We’re lucky, in a sense, because we’ve never had brick and mortar. We’ve never had that tie to a physical space. So, for us, we flipped 100% of our operations to virtual with COVID-19 and it didn’t feel like much of a change, since we were already fairly virtual to begin with. I think the next few months are going to be tricky to navigate, but we are fortunate. We’re in a strong position and we have operated on a small budget for many, many years. I hope that we can see it through whatever will come over the next couple of years, because the work’s not done.
What were your initial reactions to the vandalism over the weekend?
Just disheartened – it just feels unnecessary to me. They spelled it wrong, so I feel like they didn’t really think about their message when they were doing it, and I think the person who did it doesn’t really understand the impact of that kind of negativity.
It’s frustrating more than anything and it’s really not representative of our experience in the community. I think what I have really enjoyed is it’s a great opportunity to show the support we have in the community, the support we have even statewide, and seeing that we have people there to rally around when things like this happen. To me it’s even more important to show people not everything is going to go smoothly or go our way, but we’ve got this whole support system that’s holding us up right now. And understand this silly act of vandalism has rippling effects and connotations to it. So, it’s disheartening but an opportunity to show the good side of Findlay against that blemish.
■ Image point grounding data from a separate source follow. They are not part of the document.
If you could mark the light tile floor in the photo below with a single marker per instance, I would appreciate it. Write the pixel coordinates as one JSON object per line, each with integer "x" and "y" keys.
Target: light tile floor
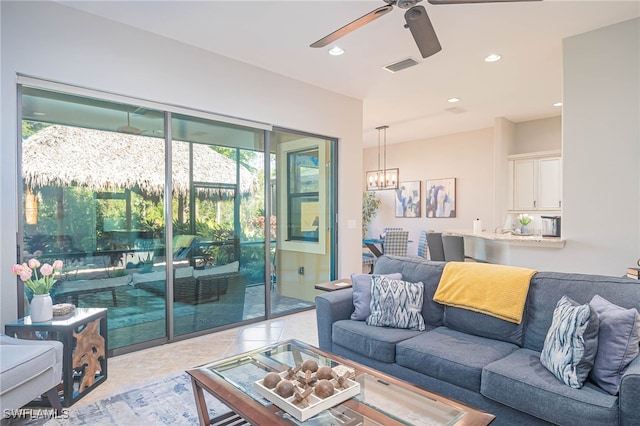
{"x": 132, "y": 370}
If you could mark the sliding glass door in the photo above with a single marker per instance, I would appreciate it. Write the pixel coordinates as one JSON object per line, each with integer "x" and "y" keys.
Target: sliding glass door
{"x": 178, "y": 223}
{"x": 305, "y": 210}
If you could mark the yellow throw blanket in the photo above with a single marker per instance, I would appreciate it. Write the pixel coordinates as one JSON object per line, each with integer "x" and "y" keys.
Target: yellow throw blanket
{"x": 496, "y": 290}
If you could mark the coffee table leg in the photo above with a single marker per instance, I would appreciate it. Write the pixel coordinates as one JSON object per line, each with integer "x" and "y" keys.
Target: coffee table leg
{"x": 201, "y": 404}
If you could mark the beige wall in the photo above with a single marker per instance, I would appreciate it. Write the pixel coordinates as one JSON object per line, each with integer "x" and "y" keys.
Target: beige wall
{"x": 537, "y": 135}
{"x": 600, "y": 140}
{"x": 468, "y": 157}
{"x": 50, "y": 41}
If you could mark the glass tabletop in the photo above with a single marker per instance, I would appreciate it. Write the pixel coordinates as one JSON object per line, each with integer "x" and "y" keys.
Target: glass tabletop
{"x": 397, "y": 402}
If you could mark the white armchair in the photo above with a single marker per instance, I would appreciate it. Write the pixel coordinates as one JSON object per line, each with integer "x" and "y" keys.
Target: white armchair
{"x": 28, "y": 369}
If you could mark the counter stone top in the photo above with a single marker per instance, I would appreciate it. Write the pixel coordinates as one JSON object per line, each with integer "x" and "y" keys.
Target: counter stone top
{"x": 511, "y": 238}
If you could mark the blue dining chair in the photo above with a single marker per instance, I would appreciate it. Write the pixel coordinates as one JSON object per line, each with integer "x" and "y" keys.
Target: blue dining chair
{"x": 422, "y": 245}
{"x": 436, "y": 250}
{"x": 396, "y": 242}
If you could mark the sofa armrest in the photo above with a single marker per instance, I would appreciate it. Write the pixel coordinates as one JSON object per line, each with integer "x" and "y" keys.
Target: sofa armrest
{"x": 630, "y": 394}
{"x": 331, "y": 307}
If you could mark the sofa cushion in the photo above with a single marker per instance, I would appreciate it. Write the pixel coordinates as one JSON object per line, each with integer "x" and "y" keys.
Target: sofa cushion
{"x": 414, "y": 269}
{"x": 451, "y": 356}
{"x": 618, "y": 338}
{"x": 483, "y": 325}
{"x": 361, "y": 284}
{"x": 396, "y": 303}
{"x": 572, "y": 341}
{"x": 521, "y": 382}
{"x": 378, "y": 343}
{"x": 547, "y": 288}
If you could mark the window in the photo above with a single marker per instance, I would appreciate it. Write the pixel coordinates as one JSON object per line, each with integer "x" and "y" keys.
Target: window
{"x": 302, "y": 193}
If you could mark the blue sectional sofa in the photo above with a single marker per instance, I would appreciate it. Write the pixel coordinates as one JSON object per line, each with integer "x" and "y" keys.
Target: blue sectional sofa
{"x": 482, "y": 360}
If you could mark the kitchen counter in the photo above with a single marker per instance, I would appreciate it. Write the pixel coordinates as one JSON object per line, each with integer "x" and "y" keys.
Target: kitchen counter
{"x": 513, "y": 239}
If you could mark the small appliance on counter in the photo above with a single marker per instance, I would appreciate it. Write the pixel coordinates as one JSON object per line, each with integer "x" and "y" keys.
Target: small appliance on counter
{"x": 551, "y": 226}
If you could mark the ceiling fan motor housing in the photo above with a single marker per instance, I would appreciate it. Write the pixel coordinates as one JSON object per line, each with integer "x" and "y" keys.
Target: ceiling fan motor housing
{"x": 406, "y": 4}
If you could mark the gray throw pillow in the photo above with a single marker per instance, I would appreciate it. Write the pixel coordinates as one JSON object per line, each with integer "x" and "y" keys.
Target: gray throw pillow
{"x": 571, "y": 343}
{"x": 618, "y": 340}
{"x": 361, "y": 284}
{"x": 396, "y": 303}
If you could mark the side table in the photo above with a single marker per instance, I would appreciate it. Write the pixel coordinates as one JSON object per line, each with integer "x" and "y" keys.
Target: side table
{"x": 84, "y": 336}
{"x": 334, "y": 285}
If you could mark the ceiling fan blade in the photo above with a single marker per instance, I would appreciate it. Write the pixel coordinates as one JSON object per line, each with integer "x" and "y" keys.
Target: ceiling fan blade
{"x": 352, "y": 26}
{"x": 472, "y": 1}
{"x": 422, "y": 31}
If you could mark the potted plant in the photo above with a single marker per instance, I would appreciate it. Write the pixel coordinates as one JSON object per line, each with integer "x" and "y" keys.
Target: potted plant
{"x": 370, "y": 206}
{"x": 524, "y": 220}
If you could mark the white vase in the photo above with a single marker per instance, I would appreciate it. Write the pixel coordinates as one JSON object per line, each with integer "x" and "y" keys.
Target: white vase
{"x": 41, "y": 308}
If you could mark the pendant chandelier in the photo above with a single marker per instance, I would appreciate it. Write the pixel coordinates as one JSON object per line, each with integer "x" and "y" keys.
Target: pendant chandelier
{"x": 382, "y": 178}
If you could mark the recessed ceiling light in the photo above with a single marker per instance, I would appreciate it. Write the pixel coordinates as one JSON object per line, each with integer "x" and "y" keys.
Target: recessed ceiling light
{"x": 336, "y": 51}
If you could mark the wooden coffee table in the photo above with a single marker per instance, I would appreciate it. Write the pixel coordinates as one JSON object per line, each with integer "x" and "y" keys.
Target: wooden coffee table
{"x": 383, "y": 400}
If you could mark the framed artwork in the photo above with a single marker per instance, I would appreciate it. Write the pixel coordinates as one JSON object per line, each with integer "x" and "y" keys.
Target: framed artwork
{"x": 408, "y": 199}
{"x": 441, "y": 197}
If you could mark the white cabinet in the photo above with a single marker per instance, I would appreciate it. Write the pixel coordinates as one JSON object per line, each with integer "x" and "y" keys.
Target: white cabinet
{"x": 535, "y": 182}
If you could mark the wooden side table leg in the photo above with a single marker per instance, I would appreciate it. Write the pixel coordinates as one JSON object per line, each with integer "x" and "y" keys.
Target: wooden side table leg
{"x": 201, "y": 404}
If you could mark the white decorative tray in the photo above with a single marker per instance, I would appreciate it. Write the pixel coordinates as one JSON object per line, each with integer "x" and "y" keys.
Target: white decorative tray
{"x": 315, "y": 404}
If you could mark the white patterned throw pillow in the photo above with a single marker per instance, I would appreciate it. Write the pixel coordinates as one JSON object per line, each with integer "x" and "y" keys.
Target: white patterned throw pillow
{"x": 396, "y": 303}
{"x": 571, "y": 343}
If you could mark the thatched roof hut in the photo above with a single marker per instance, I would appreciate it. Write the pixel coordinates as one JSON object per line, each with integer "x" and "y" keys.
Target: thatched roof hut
{"x": 108, "y": 161}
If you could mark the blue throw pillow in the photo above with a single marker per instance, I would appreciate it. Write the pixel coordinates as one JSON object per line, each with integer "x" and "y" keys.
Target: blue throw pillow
{"x": 396, "y": 303}
{"x": 361, "y": 284}
{"x": 618, "y": 340}
{"x": 571, "y": 343}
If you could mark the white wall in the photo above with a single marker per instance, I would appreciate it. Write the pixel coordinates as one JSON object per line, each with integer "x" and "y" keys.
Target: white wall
{"x": 50, "y": 41}
{"x": 600, "y": 139}
{"x": 601, "y": 143}
{"x": 468, "y": 157}
{"x": 538, "y": 135}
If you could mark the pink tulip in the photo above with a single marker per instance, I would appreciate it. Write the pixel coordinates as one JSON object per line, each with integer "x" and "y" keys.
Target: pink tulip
{"x": 25, "y": 274}
{"x": 15, "y": 269}
{"x": 46, "y": 270}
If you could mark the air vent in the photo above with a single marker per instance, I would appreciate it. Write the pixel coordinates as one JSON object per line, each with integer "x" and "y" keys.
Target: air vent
{"x": 456, "y": 110}
{"x": 401, "y": 65}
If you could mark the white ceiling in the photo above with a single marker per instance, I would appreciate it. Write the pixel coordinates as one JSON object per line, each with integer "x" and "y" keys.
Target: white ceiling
{"x": 275, "y": 35}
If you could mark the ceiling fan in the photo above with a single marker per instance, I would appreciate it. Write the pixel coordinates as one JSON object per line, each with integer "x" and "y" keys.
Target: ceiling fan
{"x": 417, "y": 20}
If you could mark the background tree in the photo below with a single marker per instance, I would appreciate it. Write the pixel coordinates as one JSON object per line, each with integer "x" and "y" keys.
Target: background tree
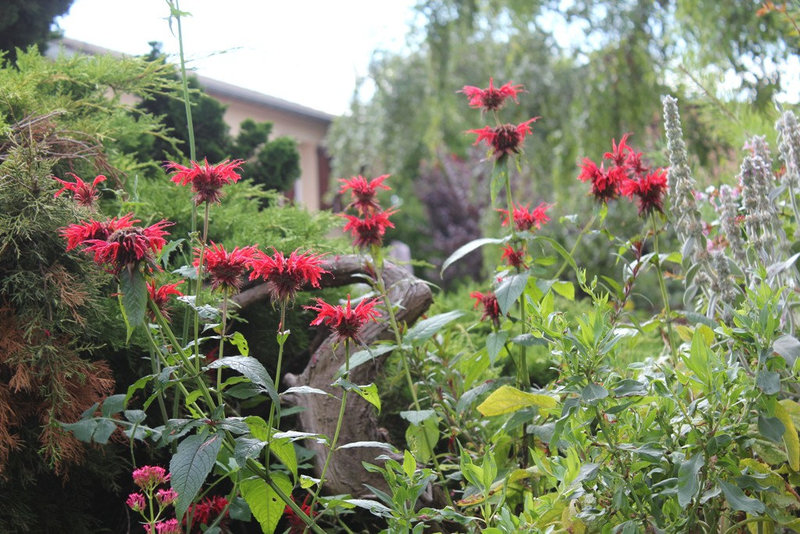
{"x": 28, "y": 22}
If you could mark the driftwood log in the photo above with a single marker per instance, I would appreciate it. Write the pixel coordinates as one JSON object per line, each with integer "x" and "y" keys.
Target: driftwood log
{"x": 411, "y": 297}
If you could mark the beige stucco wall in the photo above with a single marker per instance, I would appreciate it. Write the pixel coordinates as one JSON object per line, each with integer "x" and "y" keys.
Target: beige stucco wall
{"x": 308, "y": 133}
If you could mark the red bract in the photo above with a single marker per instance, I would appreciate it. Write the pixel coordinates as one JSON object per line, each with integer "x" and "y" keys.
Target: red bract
{"x": 604, "y": 184}
{"x": 206, "y": 180}
{"x": 363, "y": 192}
{"x": 514, "y": 257}
{"x": 79, "y": 234}
{"x": 619, "y": 152}
{"x": 84, "y": 194}
{"x": 525, "y": 219}
{"x": 491, "y": 98}
{"x": 649, "y": 190}
{"x": 226, "y": 268}
{"x": 345, "y": 321}
{"x": 126, "y": 247}
{"x": 506, "y": 139}
{"x": 369, "y": 230}
{"x": 285, "y": 276}
{"x": 491, "y": 308}
{"x": 148, "y": 477}
{"x": 160, "y": 296}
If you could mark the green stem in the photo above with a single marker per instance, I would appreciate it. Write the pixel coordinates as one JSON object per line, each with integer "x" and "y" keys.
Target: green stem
{"x": 664, "y": 296}
{"x": 274, "y": 411}
{"x": 224, "y": 312}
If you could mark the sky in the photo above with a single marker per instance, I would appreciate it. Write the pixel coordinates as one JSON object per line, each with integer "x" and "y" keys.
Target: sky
{"x": 310, "y": 52}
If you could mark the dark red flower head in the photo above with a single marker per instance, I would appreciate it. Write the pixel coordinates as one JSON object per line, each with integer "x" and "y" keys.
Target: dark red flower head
{"x": 525, "y": 219}
{"x": 370, "y": 229}
{"x": 491, "y": 98}
{"x": 506, "y": 139}
{"x": 160, "y": 296}
{"x": 514, "y": 257}
{"x": 79, "y": 234}
{"x": 285, "y": 276}
{"x": 619, "y": 152}
{"x": 345, "y": 321}
{"x": 491, "y": 308}
{"x": 649, "y": 190}
{"x": 363, "y": 192}
{"x": 128, "y": 246}
{"x": 82, "y": 193}
{"x": 226, "y": 268}
{"x": 207, "y": 180}
{"x": 605, "y": 184}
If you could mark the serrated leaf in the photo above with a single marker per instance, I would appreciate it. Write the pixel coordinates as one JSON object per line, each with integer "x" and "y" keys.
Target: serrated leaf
{"x": 427, "y": 328}
{"x": 190, "y": 466}
{"x": 134, "y": 296}
{"x": 510, "y": 290}
{"x": 739, "y": 501}
{"x": 688, "y": 481}
{"x": 790, "y": 439}
{"x": 463, "y": 250}
{"x": 252, "y": 369}
{"x": 507, "y": 399}
{"x": 264, "y": 502}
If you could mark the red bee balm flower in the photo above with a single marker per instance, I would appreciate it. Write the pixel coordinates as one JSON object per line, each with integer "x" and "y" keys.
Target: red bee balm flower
{"x": 649, "y": 190}
{"x": 79, "y": 234}
{"x": 491, "y": 98}
{"x": 369, "y": 230}
{"x": 491, "y": 308}
{"x": 506, "y": 139}
{"x": 207, "y": 180}
{"x": 346, "y": 321}
{"x": 160, "y": 296}
{"x": 84, "y": 194}
{"x": 285, "y": 276}
{"x": 363, "y": 192}
{"x": 515, "y": 258}
{"x": 226, "y": 268}
{"x": 128, "y": 246}
{"x": 525, "y": 220}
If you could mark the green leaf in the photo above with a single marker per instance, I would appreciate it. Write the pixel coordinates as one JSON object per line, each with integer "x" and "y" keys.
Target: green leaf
{"x": 510, "y": 290}
{"x": 190, "y": 466}
{"x": 252, "y": 369}
{"x": 739, "y": 501}
{"x": 507, "y": 399}
{"x": 133, "y": 289}
{"x": 426, "y": 328}
{"x": 688, "y": 481}
{"x": 494, "y": 343}
{"x": 240, "y": 342}
{"x": 264, "y": 502}
{"x": 463, "y": 250}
As an organization how will you react?
Mostly, we’ve been networking with our partners – working with local administration, the mayor’s office, the police. The investigation is ongoing so we are obviously going to help in any way we can with that investigation. I think we’re just taking some time to take stock and think about a more outward counteraction to the defacement, but there’s nothing really set in stone right now. We’re letting our community and our community partners do the talking for us and I think there’s a huge amount of support.